Phase 1: Database Connection
1.1 Check and Install Prisma
First, check if Prisma is already installed in the project:
# Check if prisma is in package.json dependencies
grep -q '"prisma"' package.json && echo "Prisma installed" || echo "Prisma not installed"
If Prisma is not installed, install it:
# Install Prisma as dev dependency
npm install prisma --save-dev
# Install Prisma Client
npm install @prisma/client
1.2 Initialize Prisma
# Initialize Prisma (creates prisma/schema.prisma and .env)
npx prisma init
Note: If prisma/schema.prisma already exists, skip this step.
1.3 Create .env with Placeholders
⚠️ Security Note: Never ask users to share database credentials directly.

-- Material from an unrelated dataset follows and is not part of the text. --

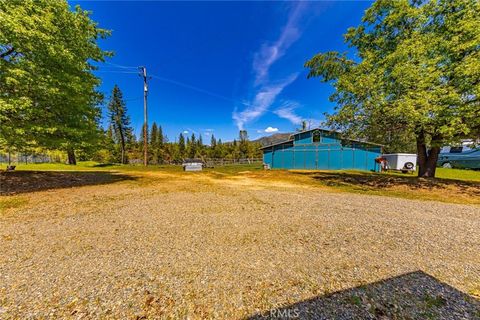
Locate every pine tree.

First, ask user which database type they use, then create .env file with placeholders:
Which database are you using?
1. MySQL
2. PostgreSQL
3. Supabase
4. SQLite
For MySQL:
# Database Connection
# Please fill in your database credentials below
DATABASE_URL="mysql://YOUR_USERNAME:YOUR_PASSWORD@YOUR_HOST:3306/YOUR_DATABASE"
# Example:
# DATABASE_URL="mysql://root:password123@localhost:3306/myapp_db"
For PostgreSQL:
# Database Connection
# Please fill in your database credentials below
DATABASE_URL="postgresql://YOUR_USERNAME:YOUR_PASSWORD@YOUR_HOST:5432/YOUR_DATABASE"
# Example:
# DATABASE_URL="postgresql://postgres:password123@localhost:5432/myapp_db"
For Supabase:
# Supabase Database Connection
# Find your connection string in: Supabase Dashboard → Project Settings → Database → Connection string → URI
DATABASE_URL="postgresql://postgres.YOUR_PROJECT_REF:YOUR_PASSWORD@aws-0-YOUR_REGION.pooler.supabase.com:6543/postgres?pgbouncer=true"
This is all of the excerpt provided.